Any old sod can be creative and I'd argue that most of us here are probably particularly skilled at at. But we (well, we might) don't have editors and publishers and playtesters to ensure that what we are creating is particularly refined. We might have the raw information and a general idea of how we want to present it, but until we actually go out and do that we don't have a nice and refined approach.
This, frankly, is the only reason I assume that people actually buy modules, adventures and settings, because not only do they provide interesting information, but they also provide cohesive thematic elements that bring all of these bits of information together in a very particularly appealing way.
I can only speak for myself. I use adventures because they have situations that I wouldn't have thought of myself. For instance, I wouldn't have though of The Crimson Bull scenario, which
<spoiler alert> involves a bull that has turned crimson because an evil spirit has been trapped in it, and which has a cord made of hair tied around it which must remain in the grip of a righteous person at all times if the spirit is not to escape.
Others can judge how creative I am; but that's not something I would come up with on my own.
The other things that I like from modules, settings etc is maps, names and/or stats.
I like the presentation to be useful, in the sense that the copy-editing is sound, the maps clear, and the prose readable. But I'm not looking at the module to be impressed by its presentation or flair (and I find a lot of RPG material, especially from WotC, to be over-written). I want stuff that I can use.
Er, no. These things are quite frankly, not atmosphere. Those are all things you are doing in response to the situation you find yourself in, which is not atmosphere. Not even close. I'm actually a little befuddled how you can even argue that. The atmosphere is the "pervading tone or mood", in this case, of the room. Your decisions are a reaction to the atmosphere of the room.
The furniture unsettles you, so you uncover it. The mirror weirds you out, so you smash it. The open window is both a means of escape and saftey, but also a venue for attack and danger.
Your choices there are reactions to the atmosphere I established. Yes, you would have reactions to those objects without the atmosphere injection, but would those reactions be ones of fear? Which is the guiding theme of Curse of Strahd (and its predecessors).
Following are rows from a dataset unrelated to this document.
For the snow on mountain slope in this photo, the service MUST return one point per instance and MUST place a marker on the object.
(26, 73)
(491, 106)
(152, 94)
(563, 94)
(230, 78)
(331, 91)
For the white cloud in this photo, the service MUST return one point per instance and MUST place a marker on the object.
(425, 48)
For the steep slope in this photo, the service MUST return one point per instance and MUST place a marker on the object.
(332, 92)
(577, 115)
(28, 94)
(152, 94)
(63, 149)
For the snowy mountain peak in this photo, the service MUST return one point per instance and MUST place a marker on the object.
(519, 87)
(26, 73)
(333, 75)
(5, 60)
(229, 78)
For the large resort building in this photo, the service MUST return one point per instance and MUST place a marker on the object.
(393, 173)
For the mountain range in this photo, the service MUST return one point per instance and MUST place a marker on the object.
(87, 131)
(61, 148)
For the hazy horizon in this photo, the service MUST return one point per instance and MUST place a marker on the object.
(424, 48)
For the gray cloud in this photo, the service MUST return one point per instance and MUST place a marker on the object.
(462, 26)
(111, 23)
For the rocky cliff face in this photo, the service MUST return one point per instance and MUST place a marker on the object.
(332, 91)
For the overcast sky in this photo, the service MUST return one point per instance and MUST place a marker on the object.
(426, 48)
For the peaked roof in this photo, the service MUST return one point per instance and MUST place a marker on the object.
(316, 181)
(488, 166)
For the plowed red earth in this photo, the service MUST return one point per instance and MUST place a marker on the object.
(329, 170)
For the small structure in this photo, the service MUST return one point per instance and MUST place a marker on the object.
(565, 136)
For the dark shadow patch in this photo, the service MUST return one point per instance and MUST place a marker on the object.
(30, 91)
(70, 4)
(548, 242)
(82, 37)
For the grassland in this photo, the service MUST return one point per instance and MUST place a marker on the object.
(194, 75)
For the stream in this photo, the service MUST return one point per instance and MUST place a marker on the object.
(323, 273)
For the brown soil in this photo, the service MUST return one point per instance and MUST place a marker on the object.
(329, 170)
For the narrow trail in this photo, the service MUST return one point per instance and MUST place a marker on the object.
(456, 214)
When I play a RPG I am not going to experience fear because of the referee's narration. That's a response appropriate to a book or film, perhaps, but not a RPG.
In a RPG, my emotional responses are generated by the context for, and consequences of, the actions I declare for my character. I'll give an example to explain what I mean. In the first session of BW that I played as a player (rather than GM), my PC and his companion were investigating an abandoned farmstead. As we were doing this, orcs attacked. What generated my emotional response to the orcs was not the GM's narration of them: it was the fact that I knew - given my knowledge of the game mechanics and the character's stats - that my companion was in danger from the orcs, and that it might be hard for me to both protect here
and make sure the orcs didn't get to my horse, which was tethered to a post outside the farm house. Or to put it another way, it was my knowledge of the possibilities implicit in the circumstances of play that generated an emotional response.
This is why I pointed to those same possibilities in my comment on the Strahd room.
This is also why, upthread, I said that in my view an emphasis on the quality of
narration tends to shift the focus of RPGing from its strongest aspect (ie engaging the players in the fiction by pushing them to make decisions in circumstances pregnant with possibility) to its weakest aspect (ie hoping that the authorship of a D&D module writer and the oratory of a GM will provide a narrative experience comparable to a quality book or film).